While working with linked data and ways to explore and visualise information, I keep coming back to the Haystack project, which is now over a decade old. Among the tools developed was the Haystack application, which enabled a user to explore all sorts of structured data. Below is a screen shot of Haystack showing a sequence for Homo sapiens cyclin T1 (CCNT1), transcript variant a, mRNA. Note the use of a LSID to identify the sequence (LSIDs were actively being used to identify bioinformatics resources) urn:lid:ncbi.nlm.nih.gov.lsid.i3c.org:genbank:nm_001240.
For some background on the Haystack project see How to Make a Semantic Web Browser DOI:10.1145/988672.988707 (PDF) and Haystack: A Customizable General-Purpose Information Management Tool for End Users of Semistructured Data PDF.
One reason I keep coming back to the Haystack project is the notion of having a personal space for exploring linked data. One of the challenges of having a large knowledge graph is that it becomes hard to have "local" queries. That is, queries which are restricted to a subset of things that you care about.
For example, while playing around with Ozymandias I keep coming across interesting species, such as Milyeringa justitia (see FIGURE 5 in A new species of the blind cave gudgeon Milyeringa (Pisces: Gobioidei, Eleotridae) from Barrow Island, Western Australia, with a redescription of M. veritas Whitley).
If I want to explore this taxon in more detail I'd like to have the original description, any relevant DNA sequences (e.g., MG543430), any papers publishing those sequences (e.g., Multiple molecular markers reinforce the systematic framework of unique Australian cave fishes (Milyeringa : Gobioidei)), and phylogenetic analyses such as the paper The First Record of a Trans-Oceanic Sister-Group Relationship between Obligate Vertebrate Troglobites which establishes a link between Milyeringa and a genus of cave fish endemic to Madagascar (Typhleotris).
What I'd like to be able to do is collect all these sources (ideally by simply bookmarking the links), saving them as a "collection", then at some point exploring what the knowledge graph can tell me. The importance of having a collection is so that I can tell the knowledge graph that I just want to explore a subset of information. Without a collection it can be tricky to limit the scope of queries. For example, given a global knowledge graph such as Wikidata, how would you query just species found in Australia? You would typically rely on the species having either a property ("found in Australia"), or perhaps an identifier that is only used for Australian species.

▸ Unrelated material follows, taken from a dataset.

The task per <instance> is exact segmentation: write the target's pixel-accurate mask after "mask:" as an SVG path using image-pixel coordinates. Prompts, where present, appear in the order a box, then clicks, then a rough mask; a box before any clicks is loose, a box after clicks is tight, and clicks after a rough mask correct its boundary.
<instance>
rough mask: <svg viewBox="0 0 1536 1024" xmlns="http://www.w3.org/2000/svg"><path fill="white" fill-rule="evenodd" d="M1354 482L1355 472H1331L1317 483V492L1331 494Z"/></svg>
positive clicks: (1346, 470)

Neither of these is particularly satisfactory, especially if there isn't a property that fortuitously matches the scope or your inquiry.

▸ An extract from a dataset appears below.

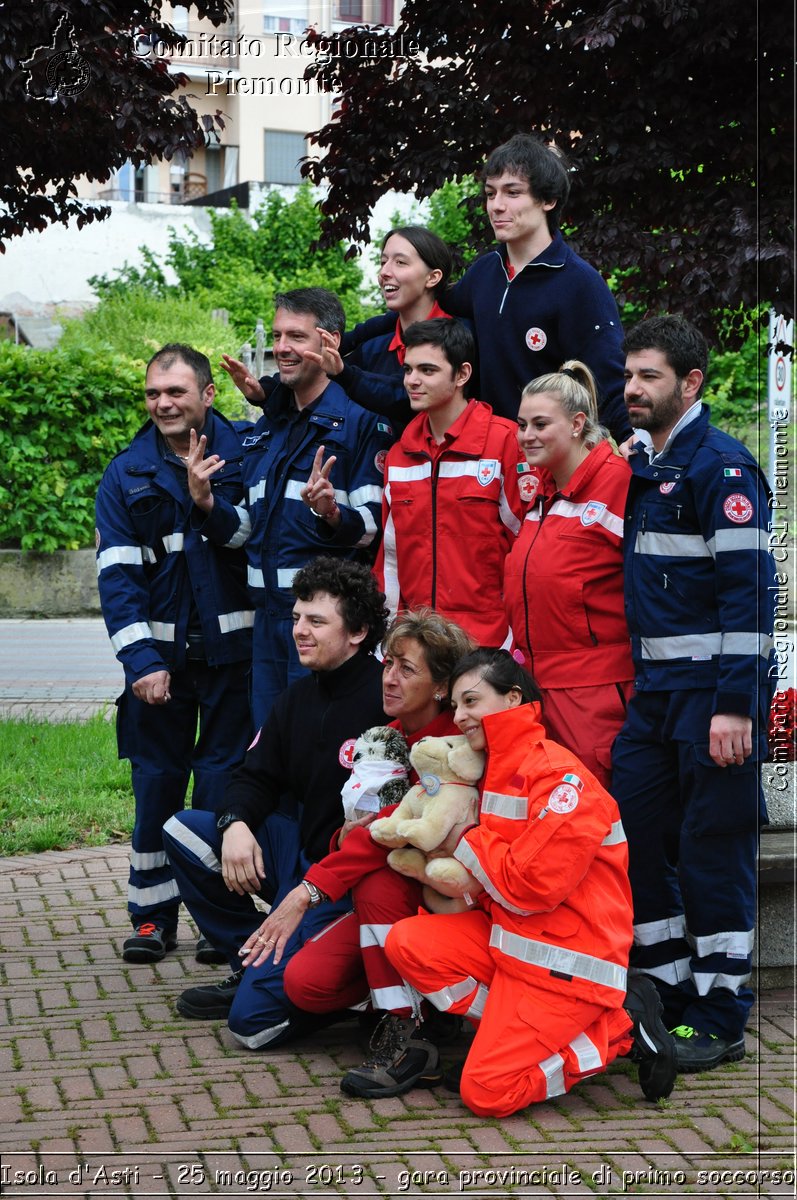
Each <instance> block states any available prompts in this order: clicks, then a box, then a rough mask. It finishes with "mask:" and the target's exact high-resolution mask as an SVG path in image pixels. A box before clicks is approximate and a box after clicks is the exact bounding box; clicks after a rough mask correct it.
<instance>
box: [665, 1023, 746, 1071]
mask: <svg viewBox="0 0 797 1200" xmlns="http://www.w3.org/2000/svg"><path fill="white" fill-rule="evenodd" d="M672 1036H673V1040H675V1045H676V1062H677V1063H678V1070H683V1072H684V1074H690V1073H691V1072H695V1070H713V1069H714V1067H719V1066H721V1063H724V1062H739V1061H741V1060H742V1058H744V1052H745V1051H744V1038H738V1039H737V1040H736V1042H729V1040H727V1039H726V1038H720V1037H718V1036H717V1034H715V1033H701V1032H700V1031H699V1030H695V1028H693V1026H691V1025H678V1026H677V1027H676V1028H675V1030H673V1031H672Z"/></svg>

Hence, I'm interested in having collections: lists of entities that I want to know more about. I need ways to create these collections, ways to describe them, and ways to explore them. In some ways the collections feature of EOL was close to what I'm after. In the previous version of EOL you could "collect" taxa that you were interested in (for example, species that were blue) (see I think I now "get" the Encylopedia of Life). Sadly, collections (along with JSON-LD export and stable image URLs) have vanished from the new EOL (which seems to be in a death spiral driven by some really unfortunate decisions). And collections need to be able to contain any entity, not just taxa.

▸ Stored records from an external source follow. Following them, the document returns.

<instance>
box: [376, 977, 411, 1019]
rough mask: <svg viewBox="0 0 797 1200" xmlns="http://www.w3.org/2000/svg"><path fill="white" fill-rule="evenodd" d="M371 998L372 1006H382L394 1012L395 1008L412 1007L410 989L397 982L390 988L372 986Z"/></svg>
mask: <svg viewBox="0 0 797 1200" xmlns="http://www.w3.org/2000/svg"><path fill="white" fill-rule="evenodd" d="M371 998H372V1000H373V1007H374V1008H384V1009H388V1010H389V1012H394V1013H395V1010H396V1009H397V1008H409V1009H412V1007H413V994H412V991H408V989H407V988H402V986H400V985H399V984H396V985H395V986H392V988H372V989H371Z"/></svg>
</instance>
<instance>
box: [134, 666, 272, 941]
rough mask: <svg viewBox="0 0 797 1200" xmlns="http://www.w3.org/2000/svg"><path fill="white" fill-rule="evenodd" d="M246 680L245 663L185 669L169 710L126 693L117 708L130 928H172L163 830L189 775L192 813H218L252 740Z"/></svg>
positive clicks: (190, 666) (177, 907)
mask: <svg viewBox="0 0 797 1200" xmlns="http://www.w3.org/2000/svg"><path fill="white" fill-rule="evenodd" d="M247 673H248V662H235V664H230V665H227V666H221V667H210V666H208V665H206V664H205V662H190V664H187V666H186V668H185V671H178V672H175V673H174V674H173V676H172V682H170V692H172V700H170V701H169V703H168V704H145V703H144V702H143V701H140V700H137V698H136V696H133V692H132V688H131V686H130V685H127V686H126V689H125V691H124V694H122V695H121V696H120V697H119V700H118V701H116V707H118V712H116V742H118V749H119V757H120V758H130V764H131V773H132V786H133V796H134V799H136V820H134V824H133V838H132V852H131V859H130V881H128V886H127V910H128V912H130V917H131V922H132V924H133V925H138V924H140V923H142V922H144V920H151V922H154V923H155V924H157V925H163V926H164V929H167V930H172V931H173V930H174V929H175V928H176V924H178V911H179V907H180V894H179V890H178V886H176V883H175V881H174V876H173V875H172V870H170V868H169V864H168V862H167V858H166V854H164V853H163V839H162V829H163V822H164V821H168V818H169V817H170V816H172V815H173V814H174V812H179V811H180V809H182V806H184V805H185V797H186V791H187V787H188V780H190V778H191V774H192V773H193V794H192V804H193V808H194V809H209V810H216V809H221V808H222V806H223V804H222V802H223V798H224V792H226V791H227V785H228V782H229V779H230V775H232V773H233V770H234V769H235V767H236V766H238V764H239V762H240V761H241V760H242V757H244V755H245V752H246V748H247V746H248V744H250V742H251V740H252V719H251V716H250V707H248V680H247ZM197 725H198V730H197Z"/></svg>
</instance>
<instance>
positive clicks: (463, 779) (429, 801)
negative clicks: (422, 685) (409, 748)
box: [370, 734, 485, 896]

One way to represent collections in the linked data world is using RSS feeds, or their schema.org descendant, the DataFeed (see also Google's Data Feed Validation Tool). So, we could collect a series of things we are interested in, create the corresponding DataFeed, import that into our Knowledge Graph and that would give us a way to scope our queries (using membership of the DataFeed to select the species, papers, sequences, etc. that we are interested in). As an aside, there's also some overlap with another MIT project of old, David Huynh's Parallax project which explored querying on a set of objects, rather than one object at a time. This is the functionality that a collection gives you (if you have a query language like SPARQL which can work on sets of things).
Returning to Haystack, I'm intrigued by the idea of building a personal linked data browser. In other worlds, a browser that stores data that is relevant to projects you are working on (e.g., blind fish) as collections (data feeds), but can query a global knowledge graph to augment that information. SPARQL supports federated queries, so this is eminently doable. The local browser would have its own triple store, which could be implemented using Linked Data Fragments.
For now this is just a jumble of poorly articulated ideas, but I think much of the power of linking data together will be lost until we have simple tools that enable us to explore the data in ways that are relevant to what we actually want to know. Haystack gives us one model of what such a tool could look like.